Can anyone actually imagine a fully adult human being created shazam! with a complete personality, a will, predetermined knowledge like a preloaded computer with no continuity of being in mind, memory, instinct, and yet fully capable of making immortality destroying decisions?

Curiously enough, David Braine argues that continuity of the kind you discuss is evidence of God's existence: The Reality of Time and the Existence of God: The Project of Proving God's Existence. Furthermore, you're always going to need a "shazam!", whether it's Lawrence Krauss' "nothing" which really isn't "nothing", but then becomes "something", or some other theory where there wasn't, and then shazam! there was. Anything else opens you up to infinite regress, rampant unfalsifiability, or both.

Now, I would argue on grounds of rationality and comprehensibility that it is better for things to happen gradually, under the care of God or a secondary cause. I like C.S. Lewis' idea about Lucifer being an archon who failed to do his duty for Earth, thus making it "The Silent Planet". But you're going to have to get discontinuity somewhere, unless you want to say that there is no true change.

Y'know, Mark Butterworth, I think you need to take "rant" mode off your computer.

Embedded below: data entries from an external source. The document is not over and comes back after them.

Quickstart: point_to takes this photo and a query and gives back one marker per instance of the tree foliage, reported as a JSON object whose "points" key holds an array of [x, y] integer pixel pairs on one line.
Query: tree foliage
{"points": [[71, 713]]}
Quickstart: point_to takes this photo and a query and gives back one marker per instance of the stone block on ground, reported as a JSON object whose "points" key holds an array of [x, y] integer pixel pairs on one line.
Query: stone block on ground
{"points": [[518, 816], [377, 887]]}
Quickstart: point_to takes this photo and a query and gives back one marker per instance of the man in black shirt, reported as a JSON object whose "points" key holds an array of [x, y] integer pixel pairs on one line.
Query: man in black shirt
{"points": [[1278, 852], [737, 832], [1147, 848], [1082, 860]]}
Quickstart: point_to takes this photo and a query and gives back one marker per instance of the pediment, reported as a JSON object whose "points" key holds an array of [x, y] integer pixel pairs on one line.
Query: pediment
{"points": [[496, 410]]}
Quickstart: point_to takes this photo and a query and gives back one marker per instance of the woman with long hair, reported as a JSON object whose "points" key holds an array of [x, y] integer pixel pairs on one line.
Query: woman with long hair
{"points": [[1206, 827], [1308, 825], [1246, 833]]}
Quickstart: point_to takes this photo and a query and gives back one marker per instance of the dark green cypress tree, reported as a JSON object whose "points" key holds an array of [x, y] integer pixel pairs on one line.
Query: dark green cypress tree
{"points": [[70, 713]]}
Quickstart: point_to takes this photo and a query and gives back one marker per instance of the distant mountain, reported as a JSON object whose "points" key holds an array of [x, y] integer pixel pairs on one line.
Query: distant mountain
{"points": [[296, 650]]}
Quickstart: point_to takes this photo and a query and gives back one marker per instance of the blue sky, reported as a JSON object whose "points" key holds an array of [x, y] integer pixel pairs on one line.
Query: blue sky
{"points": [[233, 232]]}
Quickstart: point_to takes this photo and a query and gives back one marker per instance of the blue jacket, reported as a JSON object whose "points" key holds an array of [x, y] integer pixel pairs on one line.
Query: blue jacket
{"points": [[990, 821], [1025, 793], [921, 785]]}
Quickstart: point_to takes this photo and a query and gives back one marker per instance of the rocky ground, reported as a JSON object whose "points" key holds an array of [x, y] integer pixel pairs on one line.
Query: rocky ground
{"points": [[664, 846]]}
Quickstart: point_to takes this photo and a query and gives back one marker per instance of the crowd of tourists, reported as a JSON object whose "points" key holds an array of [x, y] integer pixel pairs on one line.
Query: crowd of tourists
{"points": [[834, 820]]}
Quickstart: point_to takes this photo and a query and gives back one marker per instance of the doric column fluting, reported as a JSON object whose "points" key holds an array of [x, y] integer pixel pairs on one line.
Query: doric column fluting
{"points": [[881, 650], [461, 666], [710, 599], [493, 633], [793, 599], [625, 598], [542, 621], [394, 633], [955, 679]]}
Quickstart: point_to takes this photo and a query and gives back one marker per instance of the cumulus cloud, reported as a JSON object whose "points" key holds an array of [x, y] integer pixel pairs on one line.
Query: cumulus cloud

As I've said to multiple people on this thread: I'm not going to argue _here_ that man is special and is in the image of God. I was writing _to_ people who grant that fact. In non-religious terms (human specialness, human exceptionalism) it is quite obvious to common sense. The real absurdity is taking man to be nothing more than a highly developed animal. Moreover, if one takes man to be such, one undermines the natural light and, if one resolves the cognitive dissonance in the "just a highly developed animal" direction, one abandons any reason not to go Peter Singer's route. My point was to show that those who _do_ affirm human value and human equality (which John H. Walton does) should not be so casual about accepting full-scale human evolution. That was all.

Now, stop the contentless ridicule and purely personal attack, or I will start deleting your comments. And I mean that.